Zorgdrager: ‘Wij willen als eilanders dat nieuwbouw op het eiland moet passen in de dorpen. Ik vind dat de meeste mensen die hier zelf bouwen goed aansluiten bij de traditie die we hier hebben. De mensen hebben hier over het algemeen een goede smaak binnen die traditie. Maar dan heb je die club in Leeuwarden,Hûs en Hiem,die de welstandstoetsing verzorgt. Daar vinden ze dat ze onze locale stijl beter kennen dan wij zelf.
In Giet-hoorn heeft de gemeente het heft in eigen hand genomen en zelf beleid gemaakt. Daar mogen alleen nog maar rieten daken. De gemeente zou hier ook de locale stijl moeten voorschrijven.’

Woonpuist

Van der Kooij: ‘Er is nu een bureau ingeschakeld voor de uitbreiding van Hoorn. Die ontwerpt voor Hoorn een woonpuist die van het karakter van het dorp weinig heel laat. De dorpsbewoners vinden zelf ook dat een uitbreiding nodig is,maar niet op die manier. Maar omdat de uitbreiding door de gemeente als een puur technisch vraagstuk wordt benaderd,worden de bewoners per definitie als technisch ondeskundig gezien. En daarom worden we genegeerd. Die mensen van het bureau zijn hier nu zes keer geweest met hetzelfde verhaal: Hoorn is een lintdorp. Maar Hoorn is geen lintdorp. Achter de linten staan tientallen boerderijen. Maar als dorpsbewoner heb je niets in te brengen,want er wordt niet geluisterd naar de inspraak. Wij hebben zelf een plan gemaakt,om evenveel woningen wél goed in te passen in het dorp. Een plan waar wij als collectief achter stonden.’

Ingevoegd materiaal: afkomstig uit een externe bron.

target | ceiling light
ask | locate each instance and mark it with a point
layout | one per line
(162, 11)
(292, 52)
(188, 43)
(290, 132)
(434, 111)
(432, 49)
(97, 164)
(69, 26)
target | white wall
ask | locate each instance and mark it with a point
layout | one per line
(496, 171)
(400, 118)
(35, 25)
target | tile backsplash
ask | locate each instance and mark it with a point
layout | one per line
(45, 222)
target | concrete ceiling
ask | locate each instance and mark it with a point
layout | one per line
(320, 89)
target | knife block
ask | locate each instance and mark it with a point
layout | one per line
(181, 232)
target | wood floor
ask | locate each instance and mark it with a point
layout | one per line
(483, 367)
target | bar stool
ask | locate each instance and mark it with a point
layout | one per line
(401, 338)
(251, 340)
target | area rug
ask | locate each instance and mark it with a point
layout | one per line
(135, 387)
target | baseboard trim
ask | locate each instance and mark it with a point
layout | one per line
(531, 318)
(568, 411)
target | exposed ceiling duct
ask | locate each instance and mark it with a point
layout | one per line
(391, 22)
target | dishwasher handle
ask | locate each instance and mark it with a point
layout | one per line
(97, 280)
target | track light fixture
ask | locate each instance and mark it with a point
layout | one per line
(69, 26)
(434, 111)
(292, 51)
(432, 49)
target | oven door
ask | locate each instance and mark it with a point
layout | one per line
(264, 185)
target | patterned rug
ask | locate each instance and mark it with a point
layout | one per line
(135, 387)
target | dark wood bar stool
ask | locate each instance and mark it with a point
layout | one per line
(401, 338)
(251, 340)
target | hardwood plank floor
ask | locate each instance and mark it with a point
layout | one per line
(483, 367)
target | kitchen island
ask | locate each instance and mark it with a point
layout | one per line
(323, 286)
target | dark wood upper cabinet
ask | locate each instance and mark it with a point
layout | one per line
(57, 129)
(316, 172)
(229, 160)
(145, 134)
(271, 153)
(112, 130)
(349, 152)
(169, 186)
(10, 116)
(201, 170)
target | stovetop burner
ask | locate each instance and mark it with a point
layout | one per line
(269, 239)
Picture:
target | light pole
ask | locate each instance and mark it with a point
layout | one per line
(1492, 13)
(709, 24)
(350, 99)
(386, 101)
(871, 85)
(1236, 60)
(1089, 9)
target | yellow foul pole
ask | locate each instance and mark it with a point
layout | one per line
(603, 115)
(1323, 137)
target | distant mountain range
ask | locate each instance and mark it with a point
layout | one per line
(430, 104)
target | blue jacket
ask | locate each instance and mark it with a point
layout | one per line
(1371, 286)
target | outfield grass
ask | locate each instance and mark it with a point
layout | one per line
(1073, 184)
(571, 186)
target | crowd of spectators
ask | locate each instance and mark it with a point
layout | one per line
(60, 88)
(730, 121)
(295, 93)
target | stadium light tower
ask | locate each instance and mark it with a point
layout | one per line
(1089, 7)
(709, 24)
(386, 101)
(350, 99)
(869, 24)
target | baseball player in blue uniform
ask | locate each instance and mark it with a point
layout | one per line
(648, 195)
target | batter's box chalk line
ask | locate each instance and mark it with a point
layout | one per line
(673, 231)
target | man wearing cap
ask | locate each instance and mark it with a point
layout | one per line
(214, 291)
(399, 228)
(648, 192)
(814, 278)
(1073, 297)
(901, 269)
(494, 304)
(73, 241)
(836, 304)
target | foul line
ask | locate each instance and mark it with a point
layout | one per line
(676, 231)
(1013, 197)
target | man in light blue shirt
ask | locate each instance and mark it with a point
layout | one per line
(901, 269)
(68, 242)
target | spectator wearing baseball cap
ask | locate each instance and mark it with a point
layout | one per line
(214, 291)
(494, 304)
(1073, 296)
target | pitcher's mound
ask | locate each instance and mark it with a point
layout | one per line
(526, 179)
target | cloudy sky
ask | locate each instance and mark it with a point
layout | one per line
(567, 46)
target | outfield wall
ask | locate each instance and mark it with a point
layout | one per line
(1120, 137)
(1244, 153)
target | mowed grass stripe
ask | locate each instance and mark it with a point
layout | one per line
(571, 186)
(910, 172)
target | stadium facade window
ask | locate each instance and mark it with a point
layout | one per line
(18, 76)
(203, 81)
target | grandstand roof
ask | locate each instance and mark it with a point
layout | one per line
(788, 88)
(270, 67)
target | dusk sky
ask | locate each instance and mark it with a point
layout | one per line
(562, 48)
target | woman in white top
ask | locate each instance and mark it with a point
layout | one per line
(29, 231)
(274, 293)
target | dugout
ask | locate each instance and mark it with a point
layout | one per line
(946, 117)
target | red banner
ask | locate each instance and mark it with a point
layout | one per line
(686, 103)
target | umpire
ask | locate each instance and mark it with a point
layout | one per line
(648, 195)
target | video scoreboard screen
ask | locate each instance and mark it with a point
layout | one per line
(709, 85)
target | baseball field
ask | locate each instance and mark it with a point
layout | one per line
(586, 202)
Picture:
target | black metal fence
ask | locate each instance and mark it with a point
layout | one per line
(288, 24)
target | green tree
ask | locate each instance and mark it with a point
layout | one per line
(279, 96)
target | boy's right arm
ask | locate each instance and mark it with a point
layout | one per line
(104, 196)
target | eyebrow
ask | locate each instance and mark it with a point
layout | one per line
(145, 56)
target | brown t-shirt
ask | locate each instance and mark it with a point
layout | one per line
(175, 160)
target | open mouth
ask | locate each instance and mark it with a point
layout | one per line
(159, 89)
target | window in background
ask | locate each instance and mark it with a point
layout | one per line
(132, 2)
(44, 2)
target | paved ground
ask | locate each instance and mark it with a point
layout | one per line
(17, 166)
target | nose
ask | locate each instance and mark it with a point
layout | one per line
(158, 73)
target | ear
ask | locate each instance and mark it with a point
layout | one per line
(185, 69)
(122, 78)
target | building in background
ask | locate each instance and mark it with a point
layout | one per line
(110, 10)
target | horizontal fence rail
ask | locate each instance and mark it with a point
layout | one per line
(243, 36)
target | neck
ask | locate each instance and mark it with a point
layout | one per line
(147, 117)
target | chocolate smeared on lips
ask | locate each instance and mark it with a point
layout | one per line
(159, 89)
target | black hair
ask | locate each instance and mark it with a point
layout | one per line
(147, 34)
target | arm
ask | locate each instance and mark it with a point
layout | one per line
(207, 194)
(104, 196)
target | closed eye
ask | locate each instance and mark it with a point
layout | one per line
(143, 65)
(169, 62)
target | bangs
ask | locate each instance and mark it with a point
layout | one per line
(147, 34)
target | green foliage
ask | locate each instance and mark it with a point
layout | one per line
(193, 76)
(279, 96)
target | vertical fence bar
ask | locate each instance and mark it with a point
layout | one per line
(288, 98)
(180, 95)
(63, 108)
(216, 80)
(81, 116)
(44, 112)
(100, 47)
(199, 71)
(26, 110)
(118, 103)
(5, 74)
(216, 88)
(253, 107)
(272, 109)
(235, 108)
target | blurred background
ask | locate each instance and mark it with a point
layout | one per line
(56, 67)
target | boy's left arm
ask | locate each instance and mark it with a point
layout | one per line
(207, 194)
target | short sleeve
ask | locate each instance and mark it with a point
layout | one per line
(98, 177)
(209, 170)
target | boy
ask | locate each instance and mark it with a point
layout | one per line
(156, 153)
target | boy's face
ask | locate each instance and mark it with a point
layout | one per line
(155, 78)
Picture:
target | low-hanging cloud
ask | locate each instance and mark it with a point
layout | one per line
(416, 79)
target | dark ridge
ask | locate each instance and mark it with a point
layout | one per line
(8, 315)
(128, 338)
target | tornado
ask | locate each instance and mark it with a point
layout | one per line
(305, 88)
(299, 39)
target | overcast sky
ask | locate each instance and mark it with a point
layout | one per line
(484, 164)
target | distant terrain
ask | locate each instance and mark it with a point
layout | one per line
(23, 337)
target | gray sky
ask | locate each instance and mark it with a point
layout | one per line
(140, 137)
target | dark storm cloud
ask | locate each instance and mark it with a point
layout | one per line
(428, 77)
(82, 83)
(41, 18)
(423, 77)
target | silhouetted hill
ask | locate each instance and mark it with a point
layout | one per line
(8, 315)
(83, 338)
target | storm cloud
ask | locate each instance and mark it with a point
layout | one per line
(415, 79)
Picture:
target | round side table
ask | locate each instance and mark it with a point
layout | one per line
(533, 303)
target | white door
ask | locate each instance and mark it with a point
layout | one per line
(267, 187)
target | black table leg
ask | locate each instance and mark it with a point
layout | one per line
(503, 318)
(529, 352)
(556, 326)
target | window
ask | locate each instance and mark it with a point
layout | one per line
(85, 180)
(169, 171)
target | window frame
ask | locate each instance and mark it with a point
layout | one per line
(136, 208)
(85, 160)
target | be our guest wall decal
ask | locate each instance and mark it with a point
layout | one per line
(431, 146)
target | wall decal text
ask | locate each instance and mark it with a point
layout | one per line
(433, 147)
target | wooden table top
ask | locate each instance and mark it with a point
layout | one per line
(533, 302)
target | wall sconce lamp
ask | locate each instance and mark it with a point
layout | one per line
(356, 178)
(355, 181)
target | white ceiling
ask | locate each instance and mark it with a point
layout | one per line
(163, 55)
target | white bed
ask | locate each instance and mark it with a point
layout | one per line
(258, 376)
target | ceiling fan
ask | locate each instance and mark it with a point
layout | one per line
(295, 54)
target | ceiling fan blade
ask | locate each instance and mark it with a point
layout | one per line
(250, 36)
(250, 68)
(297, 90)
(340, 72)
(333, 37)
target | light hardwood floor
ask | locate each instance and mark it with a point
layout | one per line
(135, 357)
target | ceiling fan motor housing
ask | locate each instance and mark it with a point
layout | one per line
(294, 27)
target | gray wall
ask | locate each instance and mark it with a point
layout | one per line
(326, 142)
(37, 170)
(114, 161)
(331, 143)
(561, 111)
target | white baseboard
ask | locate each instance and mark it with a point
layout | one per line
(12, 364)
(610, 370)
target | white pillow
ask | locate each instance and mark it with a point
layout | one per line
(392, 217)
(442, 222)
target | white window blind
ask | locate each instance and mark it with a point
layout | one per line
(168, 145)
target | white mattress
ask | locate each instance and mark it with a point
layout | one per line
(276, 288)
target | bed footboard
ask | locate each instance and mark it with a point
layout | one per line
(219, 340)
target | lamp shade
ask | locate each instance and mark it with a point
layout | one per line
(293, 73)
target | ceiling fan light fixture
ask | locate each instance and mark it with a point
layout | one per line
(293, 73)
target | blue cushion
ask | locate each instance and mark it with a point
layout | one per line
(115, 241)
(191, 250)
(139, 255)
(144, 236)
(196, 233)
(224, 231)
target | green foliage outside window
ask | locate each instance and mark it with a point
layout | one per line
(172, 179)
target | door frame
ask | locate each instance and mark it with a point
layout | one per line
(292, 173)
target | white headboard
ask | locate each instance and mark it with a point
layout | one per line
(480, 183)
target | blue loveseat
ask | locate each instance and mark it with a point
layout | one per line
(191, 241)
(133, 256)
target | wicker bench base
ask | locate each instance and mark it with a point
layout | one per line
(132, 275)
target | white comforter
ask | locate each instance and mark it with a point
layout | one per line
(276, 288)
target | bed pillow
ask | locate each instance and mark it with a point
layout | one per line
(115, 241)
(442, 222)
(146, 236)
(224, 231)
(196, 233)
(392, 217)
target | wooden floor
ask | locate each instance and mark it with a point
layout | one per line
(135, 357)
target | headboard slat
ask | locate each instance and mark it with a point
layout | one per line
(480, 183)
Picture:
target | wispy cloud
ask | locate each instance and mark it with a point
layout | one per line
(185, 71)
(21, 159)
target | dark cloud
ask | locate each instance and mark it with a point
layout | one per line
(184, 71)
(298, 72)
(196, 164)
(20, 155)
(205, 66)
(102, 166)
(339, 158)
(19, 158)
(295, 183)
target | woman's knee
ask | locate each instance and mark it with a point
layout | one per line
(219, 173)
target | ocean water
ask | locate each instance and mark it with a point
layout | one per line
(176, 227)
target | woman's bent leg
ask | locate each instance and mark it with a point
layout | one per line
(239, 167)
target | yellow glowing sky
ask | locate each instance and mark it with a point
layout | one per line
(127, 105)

Zorgdrager: ‘Door al dat onbegrip zie je dat de mensen apathisch worden. Ze worden doodgegooid met technische informatie. Als de Buren er niet waren,zou iedereen alles over z’n kant laten gaan. Dat hebben we gezien in Midsland. Daar is minder saamhorigheid. Daarom zegt de gemeente nu tegen ons: ga maar akkoord met het bestemmingsplan voor Hoorn, want we gaan eerst Midsland uitbreiden. Dus zeggen wij: haal dan die woonpuist uit het bestemmingsplan. Maar dat willen ze niet.’

Ecosysteem

Van der Kooij: ‘Een andere bedreiging voor Terschelling zijn de vogelrustgebieden. Dat zijn natuurgebieden,waar verder niks meer mag. De Terschellingers jagen en vissen al eeuwenlang. Alle Terschellingers behalve ikzelf – ik vind er niks aan. Maar dan komen er mensen uit de stad die op de kalender moeten kijken of het zomer of winter is, en die weten het beter en zeggen dat dat niet meer mag. Nu houdt iedereen zich aan de regels. We beheren met z’n allen het eiland: dat is een eeuwenoude traditie. Die structuur wordt afgebroken. Straks is er geen houden meer aan, en gaat iedereen z’n eigen gang. Dan zal je zien dat het echt uit de hand loopt. De milieuverenigingen zouden eens moeten ophouden met mensen als chemisch afval te zien. Die mooie natuur op het eiland,die hebben wij gemaakt. Wadbewoners horen op de wadden. Wij zijn er net zolang als de vogels. Ook wij maken deel uit van het ecosysteem.’